Categorical Traffic Transformer: Interpretable and Diverse Behavior Prediction with Tokenized Latent
This addresses the need for accurate, multimodal, and interpretable traffic models in autonomous vehicle planning and simulation, with incremental improvements in interpretability and LLM compatibility.
The paper tackled the problem of predicting diverse and interpretable traffic behaviors for autonomous vehicles by introducing Categorical Traffic Transformer (CTT), which outputs both continuous trajectories and tokenized categorical predictions, achieving state-of-the-art accuracy and avoiding mode collapse.

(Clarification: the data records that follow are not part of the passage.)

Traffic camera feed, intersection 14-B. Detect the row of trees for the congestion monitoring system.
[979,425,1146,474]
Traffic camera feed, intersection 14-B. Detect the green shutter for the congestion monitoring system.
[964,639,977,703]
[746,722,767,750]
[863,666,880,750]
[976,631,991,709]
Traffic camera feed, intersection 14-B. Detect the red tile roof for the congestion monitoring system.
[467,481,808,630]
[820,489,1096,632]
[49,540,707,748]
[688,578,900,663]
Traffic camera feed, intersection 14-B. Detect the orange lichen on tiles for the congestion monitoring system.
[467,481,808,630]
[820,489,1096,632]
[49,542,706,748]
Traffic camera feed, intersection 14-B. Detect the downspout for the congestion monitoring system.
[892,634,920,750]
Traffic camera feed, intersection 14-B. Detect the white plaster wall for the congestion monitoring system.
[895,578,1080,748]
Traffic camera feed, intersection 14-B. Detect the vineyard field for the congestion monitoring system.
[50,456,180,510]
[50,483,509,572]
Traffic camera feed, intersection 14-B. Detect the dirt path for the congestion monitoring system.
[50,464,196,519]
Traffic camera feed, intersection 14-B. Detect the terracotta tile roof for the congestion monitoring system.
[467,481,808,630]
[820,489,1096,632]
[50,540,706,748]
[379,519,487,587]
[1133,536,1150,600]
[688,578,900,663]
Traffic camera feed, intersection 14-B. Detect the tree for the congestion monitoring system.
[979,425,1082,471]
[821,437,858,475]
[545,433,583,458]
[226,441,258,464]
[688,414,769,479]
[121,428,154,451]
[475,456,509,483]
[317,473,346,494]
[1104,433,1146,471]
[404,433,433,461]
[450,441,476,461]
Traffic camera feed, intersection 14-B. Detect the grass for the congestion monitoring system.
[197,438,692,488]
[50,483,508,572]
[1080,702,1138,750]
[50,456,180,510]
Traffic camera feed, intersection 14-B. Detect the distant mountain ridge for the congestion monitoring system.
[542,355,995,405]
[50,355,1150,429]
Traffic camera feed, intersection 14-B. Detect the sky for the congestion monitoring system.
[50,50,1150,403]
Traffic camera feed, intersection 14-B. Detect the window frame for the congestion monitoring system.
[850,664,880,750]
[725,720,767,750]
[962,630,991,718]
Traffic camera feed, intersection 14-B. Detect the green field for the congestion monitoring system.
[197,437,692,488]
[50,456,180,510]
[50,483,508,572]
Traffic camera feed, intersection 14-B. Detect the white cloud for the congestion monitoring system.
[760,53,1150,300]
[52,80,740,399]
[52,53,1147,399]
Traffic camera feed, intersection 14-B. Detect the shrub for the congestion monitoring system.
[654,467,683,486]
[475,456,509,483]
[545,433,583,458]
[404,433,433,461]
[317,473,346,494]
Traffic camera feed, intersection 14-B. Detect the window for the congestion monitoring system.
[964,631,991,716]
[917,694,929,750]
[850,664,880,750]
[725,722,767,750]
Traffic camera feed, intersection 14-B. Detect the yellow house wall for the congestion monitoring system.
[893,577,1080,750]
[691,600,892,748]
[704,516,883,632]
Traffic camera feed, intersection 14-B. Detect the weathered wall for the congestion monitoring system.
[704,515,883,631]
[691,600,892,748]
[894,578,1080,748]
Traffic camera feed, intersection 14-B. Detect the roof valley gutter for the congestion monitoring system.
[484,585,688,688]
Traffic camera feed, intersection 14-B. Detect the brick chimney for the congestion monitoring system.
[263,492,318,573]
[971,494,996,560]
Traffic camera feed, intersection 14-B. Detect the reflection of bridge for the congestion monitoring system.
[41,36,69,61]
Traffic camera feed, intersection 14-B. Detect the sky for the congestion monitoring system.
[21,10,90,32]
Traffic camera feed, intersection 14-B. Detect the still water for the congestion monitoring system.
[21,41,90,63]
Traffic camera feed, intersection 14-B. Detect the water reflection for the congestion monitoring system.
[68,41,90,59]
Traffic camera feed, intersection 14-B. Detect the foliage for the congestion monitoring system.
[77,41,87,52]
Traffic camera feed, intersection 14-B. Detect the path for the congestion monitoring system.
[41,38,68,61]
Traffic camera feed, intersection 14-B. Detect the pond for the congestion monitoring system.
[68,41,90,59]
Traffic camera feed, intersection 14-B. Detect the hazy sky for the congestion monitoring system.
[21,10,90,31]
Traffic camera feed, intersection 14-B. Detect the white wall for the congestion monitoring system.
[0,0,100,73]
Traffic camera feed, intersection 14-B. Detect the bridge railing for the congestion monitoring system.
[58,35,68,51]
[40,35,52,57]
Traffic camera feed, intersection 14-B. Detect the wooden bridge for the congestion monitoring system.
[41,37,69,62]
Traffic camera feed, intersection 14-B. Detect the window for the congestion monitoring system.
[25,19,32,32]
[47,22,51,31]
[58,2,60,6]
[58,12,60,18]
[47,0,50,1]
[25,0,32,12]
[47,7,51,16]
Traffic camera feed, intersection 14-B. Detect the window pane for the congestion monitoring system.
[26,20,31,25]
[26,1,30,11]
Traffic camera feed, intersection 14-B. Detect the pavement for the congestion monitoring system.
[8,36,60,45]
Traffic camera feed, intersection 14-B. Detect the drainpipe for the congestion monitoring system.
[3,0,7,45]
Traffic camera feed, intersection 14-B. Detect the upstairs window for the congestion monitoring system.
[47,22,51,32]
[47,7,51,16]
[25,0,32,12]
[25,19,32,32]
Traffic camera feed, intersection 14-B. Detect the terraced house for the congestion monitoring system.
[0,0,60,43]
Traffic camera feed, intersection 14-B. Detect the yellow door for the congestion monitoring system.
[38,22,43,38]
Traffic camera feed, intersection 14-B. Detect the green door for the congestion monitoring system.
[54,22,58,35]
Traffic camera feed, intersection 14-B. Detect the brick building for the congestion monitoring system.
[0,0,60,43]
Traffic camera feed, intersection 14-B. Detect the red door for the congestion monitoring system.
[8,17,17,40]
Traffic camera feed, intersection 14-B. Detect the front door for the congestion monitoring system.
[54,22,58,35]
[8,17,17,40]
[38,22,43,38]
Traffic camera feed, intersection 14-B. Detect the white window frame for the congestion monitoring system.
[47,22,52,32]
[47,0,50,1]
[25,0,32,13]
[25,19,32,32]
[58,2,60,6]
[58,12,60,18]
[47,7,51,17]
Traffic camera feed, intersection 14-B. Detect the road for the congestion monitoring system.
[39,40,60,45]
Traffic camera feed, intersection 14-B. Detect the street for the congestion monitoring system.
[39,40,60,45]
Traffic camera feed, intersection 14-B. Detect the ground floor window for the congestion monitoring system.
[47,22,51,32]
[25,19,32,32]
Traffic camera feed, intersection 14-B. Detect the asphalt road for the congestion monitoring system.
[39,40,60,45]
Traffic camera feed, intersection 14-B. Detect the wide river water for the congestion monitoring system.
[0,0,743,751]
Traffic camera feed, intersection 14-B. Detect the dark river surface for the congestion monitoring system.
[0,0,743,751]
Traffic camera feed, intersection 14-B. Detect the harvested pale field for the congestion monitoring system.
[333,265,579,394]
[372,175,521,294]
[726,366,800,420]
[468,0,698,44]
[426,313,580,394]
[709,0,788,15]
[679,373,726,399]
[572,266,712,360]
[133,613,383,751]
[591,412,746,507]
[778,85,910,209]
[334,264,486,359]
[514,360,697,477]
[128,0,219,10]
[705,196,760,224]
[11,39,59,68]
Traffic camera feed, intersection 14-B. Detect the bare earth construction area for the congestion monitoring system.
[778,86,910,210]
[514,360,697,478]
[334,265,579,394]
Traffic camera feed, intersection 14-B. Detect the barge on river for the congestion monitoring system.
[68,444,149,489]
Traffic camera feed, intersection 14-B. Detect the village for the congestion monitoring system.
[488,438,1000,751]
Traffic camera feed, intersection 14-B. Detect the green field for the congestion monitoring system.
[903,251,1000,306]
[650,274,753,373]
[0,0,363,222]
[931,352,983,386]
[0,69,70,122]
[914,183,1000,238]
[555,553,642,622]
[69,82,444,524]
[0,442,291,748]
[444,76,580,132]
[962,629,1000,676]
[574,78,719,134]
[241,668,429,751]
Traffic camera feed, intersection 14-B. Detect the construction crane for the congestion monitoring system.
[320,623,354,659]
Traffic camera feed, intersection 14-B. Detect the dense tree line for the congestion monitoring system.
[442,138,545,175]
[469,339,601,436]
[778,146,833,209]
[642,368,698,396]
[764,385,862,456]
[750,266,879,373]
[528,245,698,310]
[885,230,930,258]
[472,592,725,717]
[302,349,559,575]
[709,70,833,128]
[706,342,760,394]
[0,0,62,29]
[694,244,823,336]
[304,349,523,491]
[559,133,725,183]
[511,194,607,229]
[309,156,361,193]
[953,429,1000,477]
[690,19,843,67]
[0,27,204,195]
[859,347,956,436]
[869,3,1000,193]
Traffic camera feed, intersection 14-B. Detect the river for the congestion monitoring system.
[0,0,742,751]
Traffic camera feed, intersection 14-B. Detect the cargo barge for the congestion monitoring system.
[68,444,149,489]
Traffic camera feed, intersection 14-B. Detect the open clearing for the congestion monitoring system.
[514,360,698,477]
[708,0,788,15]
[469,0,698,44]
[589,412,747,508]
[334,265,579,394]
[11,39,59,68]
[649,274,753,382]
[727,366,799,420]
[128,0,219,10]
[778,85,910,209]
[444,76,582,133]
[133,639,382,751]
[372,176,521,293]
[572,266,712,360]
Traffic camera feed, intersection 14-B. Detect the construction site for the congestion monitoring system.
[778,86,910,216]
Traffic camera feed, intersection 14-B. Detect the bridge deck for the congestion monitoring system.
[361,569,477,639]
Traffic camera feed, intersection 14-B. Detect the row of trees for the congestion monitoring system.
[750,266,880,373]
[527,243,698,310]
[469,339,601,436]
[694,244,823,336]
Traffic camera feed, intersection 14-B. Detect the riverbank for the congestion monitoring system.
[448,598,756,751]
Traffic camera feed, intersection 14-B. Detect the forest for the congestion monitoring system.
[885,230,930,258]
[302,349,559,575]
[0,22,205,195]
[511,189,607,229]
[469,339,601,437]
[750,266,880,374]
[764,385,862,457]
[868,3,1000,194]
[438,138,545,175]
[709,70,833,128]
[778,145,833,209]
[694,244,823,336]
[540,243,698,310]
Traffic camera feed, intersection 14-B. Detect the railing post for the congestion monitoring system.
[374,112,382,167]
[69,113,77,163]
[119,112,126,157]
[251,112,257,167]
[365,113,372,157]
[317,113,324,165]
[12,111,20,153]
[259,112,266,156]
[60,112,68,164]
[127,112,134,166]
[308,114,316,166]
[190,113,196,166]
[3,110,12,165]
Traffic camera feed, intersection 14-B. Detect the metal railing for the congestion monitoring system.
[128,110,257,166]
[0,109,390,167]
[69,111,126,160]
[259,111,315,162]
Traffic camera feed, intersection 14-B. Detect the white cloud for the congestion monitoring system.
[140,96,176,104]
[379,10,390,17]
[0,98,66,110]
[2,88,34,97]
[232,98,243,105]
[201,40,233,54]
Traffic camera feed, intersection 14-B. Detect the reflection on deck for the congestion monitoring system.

Adept traffic models are critical to both planning and closed-loop simulation for autonomous vehicles (AV), and key design objectives include accuracy, diverse multimodal behaviors, interpretability, and downstream compatibility. Recently, with the advent of large language models (LLMs), an additional desirable feature for traffic models is LLM compatibility. We present Categorical Traffic Transformer (CTT), a traffic model that outputs both continuous trajectory predictions and tokenized categorical predictions (lane modes, homotopies, etc.). The most outstanding feature of CTT is its fully interpretable latent space, which enables direct supervision of the latent variable from the ground truth during training and avoids mode collapse completely. As a result, CTT can generate diverse behaviors conditioned on different latent modes with semantic meanings while beating SOTA on prediction accuracy. In addition, CTT's ability to input and output tokens enables integration with LLMs for common-sense reasoning and zero-shot generalization.